Meet Binko Chiong-Bisebee, co-owner of KOBO in Seattle’s Capitol Hill and International District neighborhoods, along with her husband, John Bisbee. In Japanese, kobo translates to “artist’s workspace,” which is how the art gallery and shop functions. KOBO showcases artisan Japanese and Northwest fine crafts in both traditional and contemporary works. With KOBO, Binko and her husband John Bisbee hope to serve as a reminder of the human hands and work that go into making the everyday objects around us.

Get to know Binko in this week’s Business Spotlight Q&A.

The interview has been edited for length and clarity.

What’s something your customers may not know about you or your business?
This is our 25th year. We’re amazed we’re still here. Time went by very fast. John and I feel very honored to have been doing this for 25 years.

What’s your favorite part about the neighborhood/community your business is in and why?
We’re in two different communities! I think for the International District, there’s that connection to heritage and history, and that’s really important. There’s a lot of new buildings going on and neighborhoods being recreated. The International District is a very, very special place in Seattle — there’s nothing like it. In terms of Capitol Hill, I grew up on Capitol Hill and I’ve seen it go through a lot of changes. I live here so it’s just a part of who we are here. The ID to me is a little different. Sometimes I feel like it needs to be spoken for and people need to fight for. There’s different issues that the ID and Japantown faces. There needs to be more voice to make sure that people honor it and support it. Capitol Hill is different. It already has a stronghold… Both neighborhoods are so important to us and who we are. I couldn’t live without either.

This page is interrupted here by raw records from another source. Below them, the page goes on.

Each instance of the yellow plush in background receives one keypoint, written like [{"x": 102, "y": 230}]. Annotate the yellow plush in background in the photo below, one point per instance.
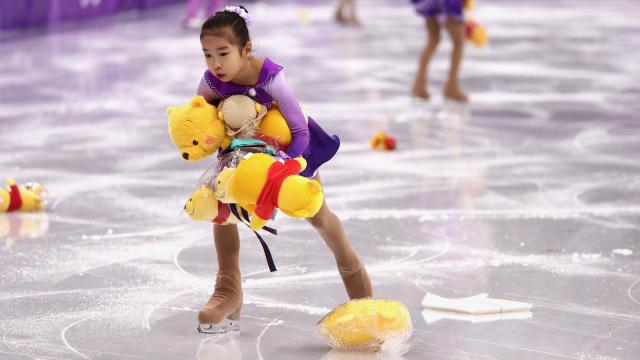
[
  {"x": 260, "y": 184},
  {"x": 203, "y": 206},
  {"x": 196, "y": 129},
  {"x": 366, "y": 325},
  {"x": 27, "y": 197}
]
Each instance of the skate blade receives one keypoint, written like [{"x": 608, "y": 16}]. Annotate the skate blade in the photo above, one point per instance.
[{"x": 222, "y": 328}]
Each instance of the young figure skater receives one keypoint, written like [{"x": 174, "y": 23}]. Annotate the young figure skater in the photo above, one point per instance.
[
  {"x": 233, "y": 70},
  {"x": 191, "y": 19},
  {"x": 454, "y": 23},
  {"x": 341, "y": 13}
]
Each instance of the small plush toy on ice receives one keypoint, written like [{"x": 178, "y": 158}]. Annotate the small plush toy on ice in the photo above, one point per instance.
[
  {"x": 27, "y": 197},
  {"x": 473, "y": 31},
  {"x": 204, "y": 206},
  {"x": 366, "y": 325},
  {"x": 383, "y": 141}
]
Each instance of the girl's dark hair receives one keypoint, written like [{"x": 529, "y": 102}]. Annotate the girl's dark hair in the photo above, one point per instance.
[{"x": 217, "y": 23}]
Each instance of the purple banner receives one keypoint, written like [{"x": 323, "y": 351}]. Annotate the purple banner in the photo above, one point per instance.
[{"x": 34, "y": 13}]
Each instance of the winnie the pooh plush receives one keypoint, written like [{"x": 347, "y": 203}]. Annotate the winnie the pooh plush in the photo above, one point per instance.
[
  {"x": 27, "y": 197},
  {"x": 260, "y": 184},
  {"x": 203, "y": 206},
  {"x": 196, "y": 129}
]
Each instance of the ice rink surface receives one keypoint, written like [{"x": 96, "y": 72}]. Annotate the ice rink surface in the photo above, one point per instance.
[{"x": 530, "y": 193}]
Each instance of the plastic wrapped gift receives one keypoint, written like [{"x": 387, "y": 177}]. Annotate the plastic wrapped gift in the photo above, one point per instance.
[{"x": 366, "y": 325}]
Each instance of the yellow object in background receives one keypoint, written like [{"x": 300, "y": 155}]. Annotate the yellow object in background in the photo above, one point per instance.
[
  {"x": 366, "y": 324},
  {"x": 475, "y": 33},
  {"x": 27, "y": 197}
]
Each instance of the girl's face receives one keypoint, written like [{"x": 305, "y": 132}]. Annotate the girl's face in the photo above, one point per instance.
[{"x": 224, "y": 58}]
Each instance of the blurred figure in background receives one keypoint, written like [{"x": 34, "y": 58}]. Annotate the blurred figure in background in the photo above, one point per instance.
[
  {"x": 346, "y": 13},
  {"x": 191, "y": 18},
  {"x": 452, "y": 11}
]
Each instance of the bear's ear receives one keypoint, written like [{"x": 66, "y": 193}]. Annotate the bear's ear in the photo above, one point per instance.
[
  {"x": 315, "y": 187},
  {"x": 198, "y": 101}
]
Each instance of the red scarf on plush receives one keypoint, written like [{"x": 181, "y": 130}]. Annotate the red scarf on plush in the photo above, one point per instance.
[
  {"x": 15, "y": 200},
  {"x": 268, "y": 199}
]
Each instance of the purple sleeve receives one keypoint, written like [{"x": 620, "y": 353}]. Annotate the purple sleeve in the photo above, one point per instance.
[
  {"x": 205, "y": 90},
  {"x": 279, "y": 89}
]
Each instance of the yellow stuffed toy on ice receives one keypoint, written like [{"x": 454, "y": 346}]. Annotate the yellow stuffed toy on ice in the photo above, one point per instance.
[
  {"x": 366, "y": 325},
  {"x": 241, "y": 115},
  {"x": 203, "y": 206},
  {"x": 260, "y": 184},
  {"x": 27, "y": 197},
  {"x": 196, "y": 129}
]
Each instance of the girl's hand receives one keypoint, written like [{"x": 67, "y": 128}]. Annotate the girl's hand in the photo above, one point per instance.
[{"x": 281, "y": 155}]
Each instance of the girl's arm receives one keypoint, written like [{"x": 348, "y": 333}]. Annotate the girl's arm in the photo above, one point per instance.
[{"x": 281, "y": 92}]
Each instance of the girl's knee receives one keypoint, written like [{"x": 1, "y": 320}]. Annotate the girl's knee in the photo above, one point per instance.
[{"x": 434, "y": 39}]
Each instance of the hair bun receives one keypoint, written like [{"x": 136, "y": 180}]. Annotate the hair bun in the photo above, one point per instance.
[{"x": 241, "y": 11}]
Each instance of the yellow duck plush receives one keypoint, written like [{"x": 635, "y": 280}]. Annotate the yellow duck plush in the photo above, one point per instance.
[
  {"x": 203, "y": 206},
  {"x": 28, "y": 197},
  {"x": 260, "y": 184},
  {"x": 196, "y": 129},
  {"x": 366, "y": 325}
]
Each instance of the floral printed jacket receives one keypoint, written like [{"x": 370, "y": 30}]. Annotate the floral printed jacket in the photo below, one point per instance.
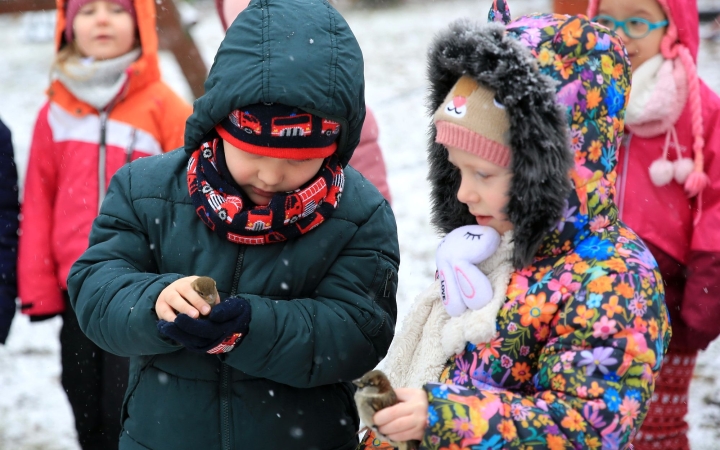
[{"x": 584, "y": 328}]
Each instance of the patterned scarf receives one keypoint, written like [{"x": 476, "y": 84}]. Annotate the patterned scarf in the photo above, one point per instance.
[{"x": 227, "y": 210}]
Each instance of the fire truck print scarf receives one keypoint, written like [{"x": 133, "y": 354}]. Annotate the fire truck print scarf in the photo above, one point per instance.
[{"x": 228, "y": 212}]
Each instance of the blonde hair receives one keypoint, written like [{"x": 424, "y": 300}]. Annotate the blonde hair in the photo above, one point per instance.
[{"x": 67, "y": 53}]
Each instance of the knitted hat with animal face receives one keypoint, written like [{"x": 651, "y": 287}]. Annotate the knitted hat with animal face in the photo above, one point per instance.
[
  {"x": 681, "y": 40},
  {"x": 563, "y": 83}
]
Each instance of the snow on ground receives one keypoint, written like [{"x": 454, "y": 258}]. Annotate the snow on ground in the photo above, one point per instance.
[{"x": 34, "y": 413}]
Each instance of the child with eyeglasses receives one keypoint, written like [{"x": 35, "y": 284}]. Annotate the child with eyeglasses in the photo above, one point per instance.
[{"x": 668, "y": 188}]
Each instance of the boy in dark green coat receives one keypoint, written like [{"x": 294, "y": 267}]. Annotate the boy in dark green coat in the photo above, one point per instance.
[{"x": 303, "y": 249}]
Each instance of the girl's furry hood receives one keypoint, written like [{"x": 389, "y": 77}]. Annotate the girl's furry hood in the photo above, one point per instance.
[{"x": 563, "y": 82}]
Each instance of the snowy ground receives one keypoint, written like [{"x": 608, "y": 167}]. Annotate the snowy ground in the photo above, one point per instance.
[{"x": 34, "y": 413}]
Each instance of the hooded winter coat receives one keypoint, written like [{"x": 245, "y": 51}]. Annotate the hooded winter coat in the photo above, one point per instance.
[
  {"x": 75, "y": 151},
  {"x": 367, "y": 158},
  {"x": 323, "y": 304},
  {"x": 583, "y": 328},
  {"x": 681, "y": 232}
]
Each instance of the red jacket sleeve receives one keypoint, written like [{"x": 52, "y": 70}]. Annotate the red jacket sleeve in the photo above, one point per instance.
[
  {"x": 701, "y": 301},
  {"x": 39, "y": 288},
  {"x": 368, "y": 159}
]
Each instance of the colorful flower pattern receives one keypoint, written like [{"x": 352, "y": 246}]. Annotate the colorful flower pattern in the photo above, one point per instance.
[{"x": 584, "y": 329}]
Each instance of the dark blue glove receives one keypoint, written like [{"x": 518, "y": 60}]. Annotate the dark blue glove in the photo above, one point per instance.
[{"x": 224, "y": 328}]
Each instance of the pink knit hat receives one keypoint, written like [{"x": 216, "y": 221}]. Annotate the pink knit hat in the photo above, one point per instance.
[
  {"x": 472, "y": 120},
  {"x": 680, "y": 41},
  {"x": 73, "y": 6}
]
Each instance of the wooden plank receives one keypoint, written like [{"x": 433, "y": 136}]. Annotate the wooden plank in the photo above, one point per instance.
[{"x": 173, "y": 37}]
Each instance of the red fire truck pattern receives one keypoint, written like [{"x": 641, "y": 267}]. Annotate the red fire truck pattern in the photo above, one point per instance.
[
  {"x": 330, "y": 127},
  {"x": 302, "y": 203},
  {"x": 259, "y": 219},
  {"x": 246, "y": 121},
  {"x": 295, "y": 125},
  {"x": 298, "y": 205}
]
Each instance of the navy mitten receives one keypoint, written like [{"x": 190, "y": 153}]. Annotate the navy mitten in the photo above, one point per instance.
[{"x": 224, "y": 328}]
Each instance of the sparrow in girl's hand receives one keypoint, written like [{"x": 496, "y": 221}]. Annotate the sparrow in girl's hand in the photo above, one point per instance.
[
  {"x": 373, "y": 394},
  {"x": 207, "y": 289}
]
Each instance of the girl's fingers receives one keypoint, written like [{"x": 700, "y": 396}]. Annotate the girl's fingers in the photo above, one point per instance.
[{"x": 399, "y": 425}]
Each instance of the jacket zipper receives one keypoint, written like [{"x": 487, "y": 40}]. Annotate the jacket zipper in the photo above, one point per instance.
[
  {"x": 623, "y": 176},
  {"x": 102, "y": 157},
  {"x": 130, "y": 146},
  {"x": 225, "y": 425}
]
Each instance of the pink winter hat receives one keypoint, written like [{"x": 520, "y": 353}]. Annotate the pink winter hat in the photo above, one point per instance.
[{"x": 73, "y": 6}]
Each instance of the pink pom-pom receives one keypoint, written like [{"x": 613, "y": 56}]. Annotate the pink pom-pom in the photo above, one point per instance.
[
  {"x": 661, "y": 172},
  {"x": 696, "y": 182},
  {"x": 683, "y": 168}
]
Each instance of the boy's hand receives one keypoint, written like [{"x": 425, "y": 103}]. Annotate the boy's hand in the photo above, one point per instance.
[
  {"x": 180, "y": 298},
  {"x": 406, "y": 420},
  {"x": 226, "y": 325}
]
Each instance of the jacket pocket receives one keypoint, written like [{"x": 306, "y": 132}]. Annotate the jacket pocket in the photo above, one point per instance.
[
  {"x": 383, "y": 289},
  {"x": 137, "y": 367}
]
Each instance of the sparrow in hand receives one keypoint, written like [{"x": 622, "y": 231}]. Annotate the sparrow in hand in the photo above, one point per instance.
[
  {"x": 207, "y": 289},
  {"x": 373, "y": 394}
]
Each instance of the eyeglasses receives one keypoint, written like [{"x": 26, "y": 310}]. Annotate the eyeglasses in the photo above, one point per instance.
[{"x": 634, "y": 27}]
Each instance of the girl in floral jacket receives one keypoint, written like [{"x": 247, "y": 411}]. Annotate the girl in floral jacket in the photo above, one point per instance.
[{"x": 578, "y": 326}]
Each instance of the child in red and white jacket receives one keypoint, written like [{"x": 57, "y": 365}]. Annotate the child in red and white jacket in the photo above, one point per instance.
[
  {"x": 669, "y": 188},
  {"x": 106, "y": 107}
]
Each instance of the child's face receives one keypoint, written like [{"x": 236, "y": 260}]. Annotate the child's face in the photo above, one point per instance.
[
  {"x": 261, "y": 177},
  {"x": 642, "y": 49},
  {"x": 104, "y": 30},
  {"x": 484, "y": 188}
]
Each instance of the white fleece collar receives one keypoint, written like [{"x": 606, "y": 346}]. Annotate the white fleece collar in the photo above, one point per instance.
[{"x": 97, "y": 83}]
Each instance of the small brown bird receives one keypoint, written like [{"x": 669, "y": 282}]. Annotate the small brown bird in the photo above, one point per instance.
[
  {"x": 373, "y": 394},
  {"x": 207, "y": 289}
]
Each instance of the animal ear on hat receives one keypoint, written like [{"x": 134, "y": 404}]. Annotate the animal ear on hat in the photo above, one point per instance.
[
  {"x": 500, "y": 12},
  {"x": 576, "y": 37}
]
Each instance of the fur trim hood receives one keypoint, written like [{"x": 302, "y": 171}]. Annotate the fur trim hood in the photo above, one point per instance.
[{"x": 564, "y": 84}]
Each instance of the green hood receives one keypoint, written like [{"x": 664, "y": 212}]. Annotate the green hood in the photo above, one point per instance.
[{"x": 299, "y": 53}]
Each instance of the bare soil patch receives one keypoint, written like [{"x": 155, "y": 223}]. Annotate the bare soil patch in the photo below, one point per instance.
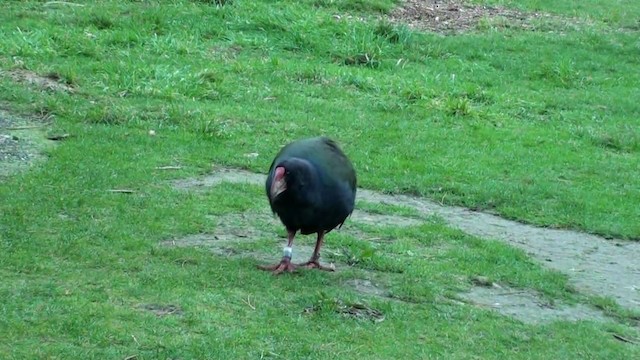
[
  {"x": 20, "y": 143},
  {"x": 595, "y": 265},
  {"x": 528, "y": 306},
  {"x": 162, "y": 310},
  {"x": 49, "y": 82},
  {"x": 452, "y": 16}
]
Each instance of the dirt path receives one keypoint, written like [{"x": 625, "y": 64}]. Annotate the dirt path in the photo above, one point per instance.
[{"x": 595, "y": 265}]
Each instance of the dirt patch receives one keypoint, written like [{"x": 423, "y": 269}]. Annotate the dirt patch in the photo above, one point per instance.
[
  {"x": 49, "y": 82},
  {"x": 528, "y": 306},
  {"x": 595, "y": 265},
  {"x": 366, "y": 287},
  {"x": 162, "y": 310},
  {"x": 20, "y": 143},
  {"x": 452, "y": 16},
  {"x": 354, "y": 310},
  {"x": 220, "y": 175}
]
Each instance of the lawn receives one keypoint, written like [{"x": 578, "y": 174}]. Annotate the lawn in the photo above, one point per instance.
[{"x": 538, "y": 123}]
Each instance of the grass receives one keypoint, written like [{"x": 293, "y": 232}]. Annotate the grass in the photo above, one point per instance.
[{"x": 539, "y": 126}]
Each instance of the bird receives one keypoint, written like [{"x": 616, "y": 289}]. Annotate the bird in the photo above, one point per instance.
[{"x": 311, "y": 186}]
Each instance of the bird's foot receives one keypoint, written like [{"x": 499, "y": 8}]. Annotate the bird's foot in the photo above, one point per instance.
[
  {"x": 314, "y": 264},
  {"x": 285, "y": 265}
]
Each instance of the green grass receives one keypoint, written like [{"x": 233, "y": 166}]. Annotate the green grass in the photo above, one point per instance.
[{"x": 538, "y": 126}]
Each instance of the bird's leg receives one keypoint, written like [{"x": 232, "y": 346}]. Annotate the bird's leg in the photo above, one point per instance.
[
  {"x": 285, "y": 264},
  {"x": 313, "y": 263}
]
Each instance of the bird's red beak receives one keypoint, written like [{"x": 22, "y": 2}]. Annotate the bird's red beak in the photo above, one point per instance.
[{"x": 278, "y": 185}]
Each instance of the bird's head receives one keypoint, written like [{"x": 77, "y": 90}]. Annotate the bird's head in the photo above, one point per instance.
[
  {"x": 293, "y": 174},
  {"x": 279, "y": 184}
]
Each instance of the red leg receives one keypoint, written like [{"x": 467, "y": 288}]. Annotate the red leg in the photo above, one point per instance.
[
  {"x": 285, "y": 264},
  {"x": 313, "y": 263}
]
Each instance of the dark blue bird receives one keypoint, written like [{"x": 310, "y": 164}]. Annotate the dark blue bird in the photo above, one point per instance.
[{"x": 312, "y": 187}]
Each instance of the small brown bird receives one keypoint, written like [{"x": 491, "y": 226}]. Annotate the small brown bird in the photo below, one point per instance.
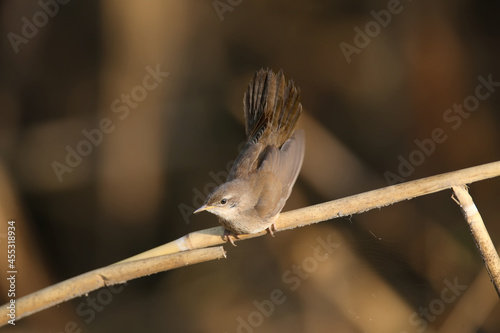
[{"x": 262, "y": 176}]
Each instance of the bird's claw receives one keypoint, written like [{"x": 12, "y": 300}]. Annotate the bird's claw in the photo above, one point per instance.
[
  {"x": 228, "y": 237},
  {"x": 271, "y": 229}
]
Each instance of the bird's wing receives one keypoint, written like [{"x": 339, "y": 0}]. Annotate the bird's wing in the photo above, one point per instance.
[{"x": 284, "y": 164}]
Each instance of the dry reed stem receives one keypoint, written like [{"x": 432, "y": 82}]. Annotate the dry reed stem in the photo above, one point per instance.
[
  {"x": 106, "y": 276},
  {"x": 355, "y": 204},
  {"x": 480, "y": 234}
]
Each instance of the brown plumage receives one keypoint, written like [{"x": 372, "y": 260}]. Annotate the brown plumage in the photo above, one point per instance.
[{"x": 263, "y": 174}]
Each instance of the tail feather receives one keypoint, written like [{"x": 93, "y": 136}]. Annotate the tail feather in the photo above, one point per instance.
[{"x": 271, "y": 104}]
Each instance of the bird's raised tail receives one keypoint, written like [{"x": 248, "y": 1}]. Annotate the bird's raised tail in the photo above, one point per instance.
[{"x": 271, "y": 104}]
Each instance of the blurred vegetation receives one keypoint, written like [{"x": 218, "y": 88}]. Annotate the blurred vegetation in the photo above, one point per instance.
[{"x": 168, "y": 145}]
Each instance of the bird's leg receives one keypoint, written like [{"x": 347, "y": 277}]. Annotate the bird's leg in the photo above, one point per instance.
[
  {"x": 272, "y": 229},
  {"x": 227, "y": 237}
]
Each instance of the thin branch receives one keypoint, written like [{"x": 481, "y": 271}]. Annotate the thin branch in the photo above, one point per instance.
[
  {"x": 337, "y": 208},
  {"x": 182, "y": 251},
  {"x": 480, "y": 234},
  {"x": 106, "y": 276}
]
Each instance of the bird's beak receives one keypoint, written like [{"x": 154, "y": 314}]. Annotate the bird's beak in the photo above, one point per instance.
[{"x": 202, "y": 208}]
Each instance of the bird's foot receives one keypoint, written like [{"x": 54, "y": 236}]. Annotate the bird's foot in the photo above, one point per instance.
[
  {"x": 271, "y": 229},
  {"x": 230, "y": 237}
]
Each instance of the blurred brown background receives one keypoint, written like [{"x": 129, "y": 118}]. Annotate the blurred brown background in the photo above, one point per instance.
[{"x": 151, "y": 93}]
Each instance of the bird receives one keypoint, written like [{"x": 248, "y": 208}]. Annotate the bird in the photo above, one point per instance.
[{"x": 262, "y": 177}]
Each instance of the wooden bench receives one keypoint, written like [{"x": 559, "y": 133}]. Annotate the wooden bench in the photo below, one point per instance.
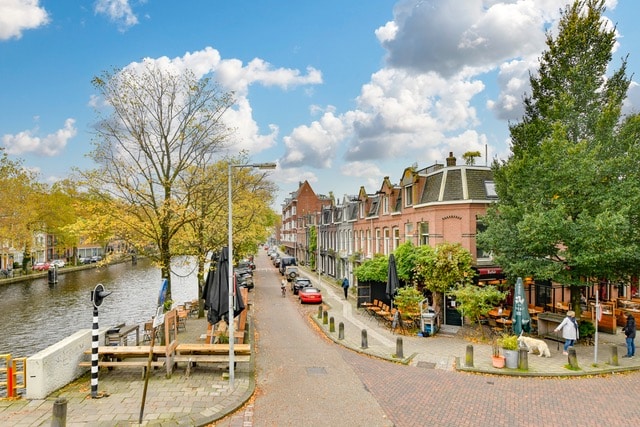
[
  {"x": 210, "y": 353},
  {"x": 138, "y": 355}
]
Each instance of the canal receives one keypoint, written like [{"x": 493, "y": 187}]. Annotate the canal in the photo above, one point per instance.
[{"x": 35, "y": 314}]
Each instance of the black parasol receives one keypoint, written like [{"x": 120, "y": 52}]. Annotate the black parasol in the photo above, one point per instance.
[
  {"x": 393, "y": 283},
  {"x": 216, "y": 290}
]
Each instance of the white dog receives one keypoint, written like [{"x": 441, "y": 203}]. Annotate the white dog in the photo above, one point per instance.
[{"x": 535, "y": 344}]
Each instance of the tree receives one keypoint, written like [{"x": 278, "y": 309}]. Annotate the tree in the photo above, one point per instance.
[
  {"x": 475, "y": 301},
  {"x": 568, "y": 194},
  {"x": 443, "y": 269},
  {"x": 252, "y": 216},
  {"x": 161, "y": 125},
  {"x": 470, "y": 157}
]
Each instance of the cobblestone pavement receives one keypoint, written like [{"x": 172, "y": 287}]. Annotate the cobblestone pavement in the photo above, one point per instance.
[{"x": 428, "y": 385}]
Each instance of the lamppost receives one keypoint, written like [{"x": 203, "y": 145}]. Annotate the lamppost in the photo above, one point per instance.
[
  {"x": 318, "y": 244},
  {"x": 231, "y": 316}
]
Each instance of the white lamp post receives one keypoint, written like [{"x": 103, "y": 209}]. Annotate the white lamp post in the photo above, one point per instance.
[{"x": 231, "y": 275}]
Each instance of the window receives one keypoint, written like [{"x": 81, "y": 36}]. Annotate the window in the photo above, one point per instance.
[
  {"x": 408, "y": 232},
  {"x": 481, "y": 253},
  {"x": 396, "y": 238},
  {"x": 408, "y": 195},
  {"x": 490, "y": 189},
  {"x": 387, "y": 241},
  {"x": 424, "y": 233}
]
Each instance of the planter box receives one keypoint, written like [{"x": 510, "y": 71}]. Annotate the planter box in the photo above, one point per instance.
[{"x": 511, "y": 358}]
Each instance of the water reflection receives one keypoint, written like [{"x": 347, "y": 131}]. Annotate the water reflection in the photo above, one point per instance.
[{"x": 34, "y": 314}]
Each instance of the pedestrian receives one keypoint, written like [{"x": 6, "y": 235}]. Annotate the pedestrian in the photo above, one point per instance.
[
  {"x": 630, "y": 332},
  {"x": 345, "y": 287},
  {"x": 570, "y": 332}
]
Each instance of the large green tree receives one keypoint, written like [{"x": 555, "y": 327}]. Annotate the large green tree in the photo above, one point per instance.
[
  {"x": 160, "y": 127},
  {"x": 568, "y": 194}
]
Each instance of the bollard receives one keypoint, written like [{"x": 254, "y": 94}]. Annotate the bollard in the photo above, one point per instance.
[
  {"x": 59, "y": 418},
  {"x": 614, "y": 356},
  {"x": 468, "y": 359},
  {"x": 523, "y": 363},
  {"x": 573, "y": 358},
  {"x": 399, "y": 350}
]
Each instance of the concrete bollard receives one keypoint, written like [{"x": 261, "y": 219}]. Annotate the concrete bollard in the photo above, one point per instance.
[
  {"x": 468, "y": 358},
  {"x": 523, "y": 363},
  {"x": 59, "y": 418},
  {"x": 614, "y": 356},
  {"x": 573, "y": 358},
  {"x": 399, "y": 350}
]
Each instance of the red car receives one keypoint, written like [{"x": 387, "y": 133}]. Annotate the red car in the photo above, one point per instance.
[{"x": 310, "y": 295}]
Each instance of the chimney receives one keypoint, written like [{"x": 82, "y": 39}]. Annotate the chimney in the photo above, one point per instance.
[{"x": 451, "y": 160}]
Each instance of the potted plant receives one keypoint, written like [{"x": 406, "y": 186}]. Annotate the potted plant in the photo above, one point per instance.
[
  {"x": 509, "y": 345},
  {"x": 497, "y": 359}
]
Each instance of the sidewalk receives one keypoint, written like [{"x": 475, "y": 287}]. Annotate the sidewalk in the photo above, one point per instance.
[
  {"x": 197, "y": 400},
  {"x": 204, "y": 396},
  {"x": 447, "y": 349}
]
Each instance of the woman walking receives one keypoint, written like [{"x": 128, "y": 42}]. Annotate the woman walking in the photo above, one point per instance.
[
  {"x": 630, "y": 332},
  {"x": 570, "y": 332}
]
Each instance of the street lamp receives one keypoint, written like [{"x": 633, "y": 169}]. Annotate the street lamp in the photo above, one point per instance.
[{"x": 231, "y": 316}]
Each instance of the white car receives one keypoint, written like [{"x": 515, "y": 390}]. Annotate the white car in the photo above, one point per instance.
[{"x": 58, "y": 263}]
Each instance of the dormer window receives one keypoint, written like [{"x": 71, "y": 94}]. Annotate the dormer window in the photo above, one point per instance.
[
  {"x": 408, "y": 195},
  {"x": 490, "y": 189}
]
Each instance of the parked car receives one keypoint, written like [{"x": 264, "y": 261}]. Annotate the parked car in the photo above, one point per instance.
[
  {"x": 41, "y": 266},
  {"x": 291, "y": 272},
  {"x": 245, "y": 281},
  {"x": 247, "y": 263},
  {"x": 240, "y": 271},
  {"x": 310, "y": 295},
  {"x": 58, "y": 263},
  {"x": 300, "y": 283},
  {"x": 285, "y": 262}
]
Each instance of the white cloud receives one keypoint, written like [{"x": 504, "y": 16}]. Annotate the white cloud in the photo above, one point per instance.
[
  {"x": 316, "y": 144},
  {"x": 233, "y": 75},
  {"x": 17, "y": 16},
  {"x": 368, "y": 172},
  {"x": 451, "y": 37},
  {"x": 118, "y": 11},
  {"x": 29, "y": 142}
]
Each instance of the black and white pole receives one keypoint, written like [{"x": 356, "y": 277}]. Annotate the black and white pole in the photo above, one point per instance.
[{"x": 97, "y": 295}]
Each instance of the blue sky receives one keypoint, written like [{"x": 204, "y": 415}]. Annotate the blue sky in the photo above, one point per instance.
[{"x": 341, "y": 93}]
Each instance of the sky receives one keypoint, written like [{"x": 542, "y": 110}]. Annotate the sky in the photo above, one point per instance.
[{"x": 341, "y": 93}]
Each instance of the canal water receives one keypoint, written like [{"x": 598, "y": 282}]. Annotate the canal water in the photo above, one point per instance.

Why is it important to you and your business that people #SpendLikeItMatters?
It’s pretty tough right now, especially for our restaurants. I think we’re going to probably send something out to tell our friends and community to do takeout — forget about cooking for the next few weeks and just do takeout. I think a lot of us are cooking more at home because we’re trying to be careful and we don’t want to go out. I think the messaging is that there’s not a great risk for you to do takeout. I think the normal reaction is just, ‘I’ll stay at home, I’ll cook at home.’ One of our neighbors, up on Capitol Hill, Cook Weaver, is having a difficult, difficult time at his restaurant so we’re ordering chicken dinners tonight. But that’s not the first thing we think of, ‘Let’s takeout.’ It’s like, ‘I want to takeout but I just feel like it’s just easier to stay home and cook for ourselves.’ Anyway, that’s what I’m going to do for the next couple of weeks.